Privatisation Case Study – Royal Mail:


Royal Mail privatisation:

 Leading provider of postal and delivery services in the UK, with significant operations in
continental Europe.
 Origins date back 500 years to the time of King Henry VIII.
 Core business - collection, sorting, transportation and delivery of parcels and letters in the
UK.
 UK’s designated universal postal service provider.
 Delivers a “one price goes anywhere” service in the UK to over 29 million separate
addresses.
 Substantial business: On eve of IPO, Royal Mail Group handled 17.4 billion letters and 1.4
billion parcels across all of its networks.

Why did Royal Mail privatise?

 The internet is boosting parcel deliveries through growing online sales (i.e. Amazon).
 “E-substitution” (e.g. Email’s).
 Company needed more capital to compete with international competitors in parcel business.
 Government did not have that capital.
 Chancellor George Osborne was also happy to have an extra £3 bn for his very tight budget
in 2014.

Royal Mail Controversy 1 – Unions opposed the sale:

 Communication Workers Union, which represents majority of Royal Mail workers, argued
that privatisation would lead to a deterioration in services and harm working conditions for
its members.
 Agreed that company needed more capital but wanted it to come from the state.

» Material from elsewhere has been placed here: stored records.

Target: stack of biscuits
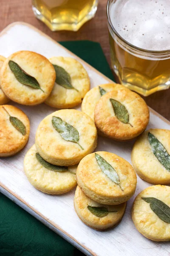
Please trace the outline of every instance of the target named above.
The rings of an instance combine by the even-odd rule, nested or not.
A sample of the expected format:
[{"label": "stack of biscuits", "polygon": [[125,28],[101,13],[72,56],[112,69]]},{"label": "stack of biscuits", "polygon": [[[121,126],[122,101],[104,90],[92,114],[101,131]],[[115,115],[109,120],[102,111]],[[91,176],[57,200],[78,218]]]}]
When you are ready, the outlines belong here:
[{"label": "stack of biscuits", "polygon": [[[87,72],[70,57],[49,60],[32,52],[0,56],[0,157],[24,148],[29,135],[28,117],[6,105],[11,100],[61,109],[46,116],[35,144],[25,157],[24,171],[36,189],[66,193],[77,184],[75,211],[86,225],[99,230],[121,221],[134,195],[136,172],[156,184],[139,194],[132,210],[138,230],[155,241],[170,240],[170,131],[145,130],[149,111],[138,94],[121,84],[90,90]],[[82,111],[71,109],[82,102]],[[141,134],[141,135],[140,135]],[[113,153],[97,151],[97,137],[119,142],[136,138],[132,166]],[[113,143],[114,141],[113,141]],[[136,172],[135,172],[135,171]]]}]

Royal Mail Controversy 2: Was it sold too cheap?


 Royal Mail floated at an initial valuation of £3.3 bn, with Government selling approximately
60% of the shares.
 Stock initially traded up more than 80% from its initial price of 330p.
 Reached almost 600p in 2014 and 2018, now trading around 340p.
 Government sold remaining stake over time in 2014-2015, with aggregate proceeds
equalling initial value of £3.3 bn.
 Government commission headed by Lord Myners concluded that IPO pricing could have
been up to 9% higher (roughly £180 million in proceeds).

Conclusion:
 Privatisation can take many forms.

 Fundamentally involves the transfer of ownership and/or management of publicly provided


goods and services to private sector.

 Many rationales for privatisation:


o Scepticism regarding state intervention.
o Concerns about high levels of inflation, taxation and public debt.
o Technological advances.
o Increasing internationalisation in product and financial markets.

 In the UK, government had many objectives with respect to privatisation:


o Raising money.
o Reducing size/role of the state.
o Improving productivity and competitiveness.

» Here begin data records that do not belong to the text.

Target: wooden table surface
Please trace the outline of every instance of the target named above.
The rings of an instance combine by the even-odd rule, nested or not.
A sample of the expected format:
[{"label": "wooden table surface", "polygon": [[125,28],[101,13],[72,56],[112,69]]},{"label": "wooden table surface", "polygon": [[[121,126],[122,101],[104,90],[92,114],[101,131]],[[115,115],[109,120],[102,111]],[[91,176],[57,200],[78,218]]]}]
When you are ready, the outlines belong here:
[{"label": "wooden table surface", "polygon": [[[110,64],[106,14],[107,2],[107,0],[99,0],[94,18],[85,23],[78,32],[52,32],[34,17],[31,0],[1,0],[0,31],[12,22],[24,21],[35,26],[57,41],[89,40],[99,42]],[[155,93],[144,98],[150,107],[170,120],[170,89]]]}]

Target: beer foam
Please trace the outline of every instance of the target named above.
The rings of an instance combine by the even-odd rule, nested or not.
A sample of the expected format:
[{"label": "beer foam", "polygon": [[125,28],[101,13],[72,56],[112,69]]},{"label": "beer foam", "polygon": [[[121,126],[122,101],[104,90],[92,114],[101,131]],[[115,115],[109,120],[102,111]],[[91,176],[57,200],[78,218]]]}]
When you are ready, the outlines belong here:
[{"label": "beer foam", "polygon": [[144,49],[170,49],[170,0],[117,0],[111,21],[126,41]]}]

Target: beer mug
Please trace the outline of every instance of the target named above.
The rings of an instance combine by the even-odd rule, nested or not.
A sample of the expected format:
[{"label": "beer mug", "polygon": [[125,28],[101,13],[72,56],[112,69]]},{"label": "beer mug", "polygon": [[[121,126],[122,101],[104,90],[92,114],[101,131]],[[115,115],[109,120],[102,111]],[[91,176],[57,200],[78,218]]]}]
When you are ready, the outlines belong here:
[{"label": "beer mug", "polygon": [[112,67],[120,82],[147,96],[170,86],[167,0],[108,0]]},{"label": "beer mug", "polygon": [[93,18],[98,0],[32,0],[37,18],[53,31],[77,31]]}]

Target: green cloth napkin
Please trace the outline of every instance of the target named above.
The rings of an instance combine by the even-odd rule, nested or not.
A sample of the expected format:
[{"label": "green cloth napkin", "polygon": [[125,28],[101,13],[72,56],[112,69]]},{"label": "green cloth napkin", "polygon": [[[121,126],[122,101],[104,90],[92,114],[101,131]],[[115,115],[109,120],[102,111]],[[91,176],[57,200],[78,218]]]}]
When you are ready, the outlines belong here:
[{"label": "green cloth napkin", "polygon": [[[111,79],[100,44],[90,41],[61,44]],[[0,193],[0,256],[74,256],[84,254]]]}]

 European countries had relatively high levels of state ownership:


o But not all embraced privatisation.
o And some moved towards even greater state control.

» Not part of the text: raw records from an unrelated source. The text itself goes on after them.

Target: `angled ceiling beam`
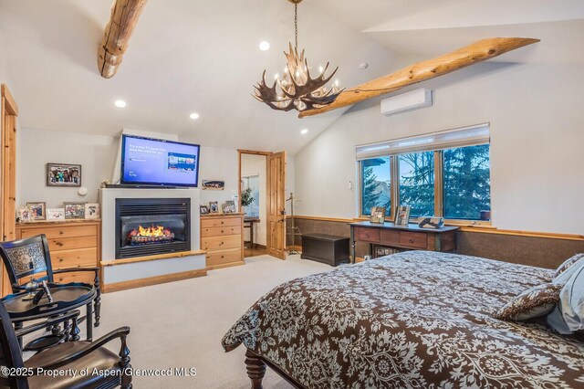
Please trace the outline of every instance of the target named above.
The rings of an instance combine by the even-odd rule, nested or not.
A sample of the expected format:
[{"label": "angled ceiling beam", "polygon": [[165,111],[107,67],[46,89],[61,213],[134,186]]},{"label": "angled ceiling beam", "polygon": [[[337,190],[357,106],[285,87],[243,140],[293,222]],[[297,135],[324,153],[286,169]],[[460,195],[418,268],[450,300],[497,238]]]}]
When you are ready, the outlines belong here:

 Financial results of privatisation have been mixed in the UK:


o Some privatised industries have had structural problems (i.e. railways).
o Change in ownership has not always had much impact.

 Hard to dispute benefits to consumers of increased competition.

 But some of these benefits also result from liberalisation and improved regulation.

 Debates about merits of privatisation continues to this day.